Online turns to old times


Four years after first offering courses completely through the Internet, Howard Community College is trying out a hybrid: classes run partly on the Web and partly on campus.

It's an idea that's quietly gaining momentum among colleges in the state, as more and more instructors are seeing the Internet as a tool to enhance classes.

Officials at HCC will offer five classes in the fall semester that are taught half on campus and half online, a format they call "CampusWeb."On the schedule are one class each in economics, composition and public speaking, and two in computers.

Administrators figure they'll attract students who enjoy computer-aided learning but also want face-to-face class time.
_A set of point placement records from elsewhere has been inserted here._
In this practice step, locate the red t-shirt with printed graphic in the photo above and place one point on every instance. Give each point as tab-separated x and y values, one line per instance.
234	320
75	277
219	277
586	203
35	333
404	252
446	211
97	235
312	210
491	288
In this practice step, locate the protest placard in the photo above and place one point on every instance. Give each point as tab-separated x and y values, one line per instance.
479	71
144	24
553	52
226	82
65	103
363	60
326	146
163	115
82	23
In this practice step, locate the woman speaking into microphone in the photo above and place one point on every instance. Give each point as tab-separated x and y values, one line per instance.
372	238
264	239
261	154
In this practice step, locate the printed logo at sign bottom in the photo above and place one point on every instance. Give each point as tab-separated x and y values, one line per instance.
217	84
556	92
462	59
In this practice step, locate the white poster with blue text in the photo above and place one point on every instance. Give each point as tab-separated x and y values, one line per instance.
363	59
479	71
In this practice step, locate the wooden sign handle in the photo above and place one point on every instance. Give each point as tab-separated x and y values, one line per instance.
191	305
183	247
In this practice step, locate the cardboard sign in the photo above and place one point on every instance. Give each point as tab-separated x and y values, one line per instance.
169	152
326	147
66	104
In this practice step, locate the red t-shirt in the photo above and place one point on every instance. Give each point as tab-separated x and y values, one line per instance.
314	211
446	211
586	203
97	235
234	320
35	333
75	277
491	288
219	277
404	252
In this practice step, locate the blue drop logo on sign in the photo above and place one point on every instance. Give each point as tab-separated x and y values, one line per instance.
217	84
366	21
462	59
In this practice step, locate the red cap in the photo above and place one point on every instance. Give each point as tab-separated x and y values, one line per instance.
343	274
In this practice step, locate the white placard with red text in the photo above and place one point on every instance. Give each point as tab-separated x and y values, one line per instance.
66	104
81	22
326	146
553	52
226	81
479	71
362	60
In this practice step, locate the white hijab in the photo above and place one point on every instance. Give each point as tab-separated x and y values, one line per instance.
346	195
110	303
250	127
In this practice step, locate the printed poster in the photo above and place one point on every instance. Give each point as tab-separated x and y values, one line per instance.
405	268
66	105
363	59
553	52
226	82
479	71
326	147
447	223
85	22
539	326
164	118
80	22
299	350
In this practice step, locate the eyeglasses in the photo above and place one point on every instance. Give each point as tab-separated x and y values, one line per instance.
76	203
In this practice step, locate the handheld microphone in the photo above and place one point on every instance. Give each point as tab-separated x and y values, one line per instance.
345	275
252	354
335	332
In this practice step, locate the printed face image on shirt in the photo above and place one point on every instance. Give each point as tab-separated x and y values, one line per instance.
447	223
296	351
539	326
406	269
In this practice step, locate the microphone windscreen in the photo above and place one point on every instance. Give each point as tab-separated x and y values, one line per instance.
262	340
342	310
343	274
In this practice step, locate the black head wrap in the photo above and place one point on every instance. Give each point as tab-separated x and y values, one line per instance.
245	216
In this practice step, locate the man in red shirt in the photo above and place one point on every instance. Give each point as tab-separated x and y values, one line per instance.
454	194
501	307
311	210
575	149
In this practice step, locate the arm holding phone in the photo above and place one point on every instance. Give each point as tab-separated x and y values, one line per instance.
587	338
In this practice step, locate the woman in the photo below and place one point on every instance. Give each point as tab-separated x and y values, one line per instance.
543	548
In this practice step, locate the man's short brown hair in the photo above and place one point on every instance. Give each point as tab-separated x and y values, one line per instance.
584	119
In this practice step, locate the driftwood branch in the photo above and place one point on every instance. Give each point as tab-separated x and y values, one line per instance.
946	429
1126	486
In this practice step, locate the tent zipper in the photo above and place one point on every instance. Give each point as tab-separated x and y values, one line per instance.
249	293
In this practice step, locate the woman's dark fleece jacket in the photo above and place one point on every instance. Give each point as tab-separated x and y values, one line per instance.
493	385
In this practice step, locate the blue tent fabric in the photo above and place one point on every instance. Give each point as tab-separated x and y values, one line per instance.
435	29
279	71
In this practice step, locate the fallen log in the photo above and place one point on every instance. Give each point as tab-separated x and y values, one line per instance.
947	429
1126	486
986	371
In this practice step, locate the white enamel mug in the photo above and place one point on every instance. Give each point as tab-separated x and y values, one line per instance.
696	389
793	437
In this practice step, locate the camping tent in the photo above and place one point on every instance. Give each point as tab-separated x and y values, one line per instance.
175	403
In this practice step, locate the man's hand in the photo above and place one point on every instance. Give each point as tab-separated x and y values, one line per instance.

"We think it's a terrific option, particularly for the student who wants to come to campus anyway," said Virginia Kirk, director of distance learning for HCC. "It combines the best of both worlds."

Students who sign up for courses taught completely online usually are attracted to the convenience and flexibility. The classes offer students instruction at whatever time suits them.

Teachers often flavor the lessons with video selections, animation or other audiovisual learning aids. Students, meanwhile, can carry on class discussions through the Internet.

But the potential exists for feeling isolated, said Barbara Kaplan, executive director of the Center for Teaching, Learning and Assessment at the University of Maryland University College.

UMUC caters to students worldwide who want distance learning, and half of its classes are taught completely through the Web.

"If you're learning online, it takes an awful lot of self-discipline to stick with it," she said. "Across the board, the attrition rate of students can be a little higher than in the traditional [format]."

Online education has grown in popularity at HCC, which first offered such courses about four years ago and last semester had an enrollmentof 619in those classes.

It's one of several community colleges in Maryland where students can earn some associate degrees completely online.

Kaplan sees the hybrid - classes with instruction through both the Internet and the classroom - as "ideal" for certain students.

It's becoming a trend nationwide, she said.

A number of Maryland community college systems - including those in Baltimore, Carroll and Anne Arundel counties - are offering hybrid courses.

Most University System of Maryland institutions either are on the bandwagon or looking to get on, said John Fritz, coordinator of Web development at the University of Maryland, Baltimore County.

"The temperature reading right now is that the hybrid is probably the most popular - and growing - form of online learning," Fritz said. "Community colleges are getting into this really big."

Kaplan said such courses make sense for campuses that want to offer extra classes but are cramped for space - as is HCC.

"It really is cost-efficient," she said. "You can get double use out of a classroom."

Kirk thinks CampusWeb courses have a lot of potential, but HCC officials had to drop the two courses they hoped to pilot last semester after too few students signed up. Kirk attributes that to insufficient publicity. But now officials have the entire summer to get the word out to students.

"We're really putting more emphasis on them this time," she said.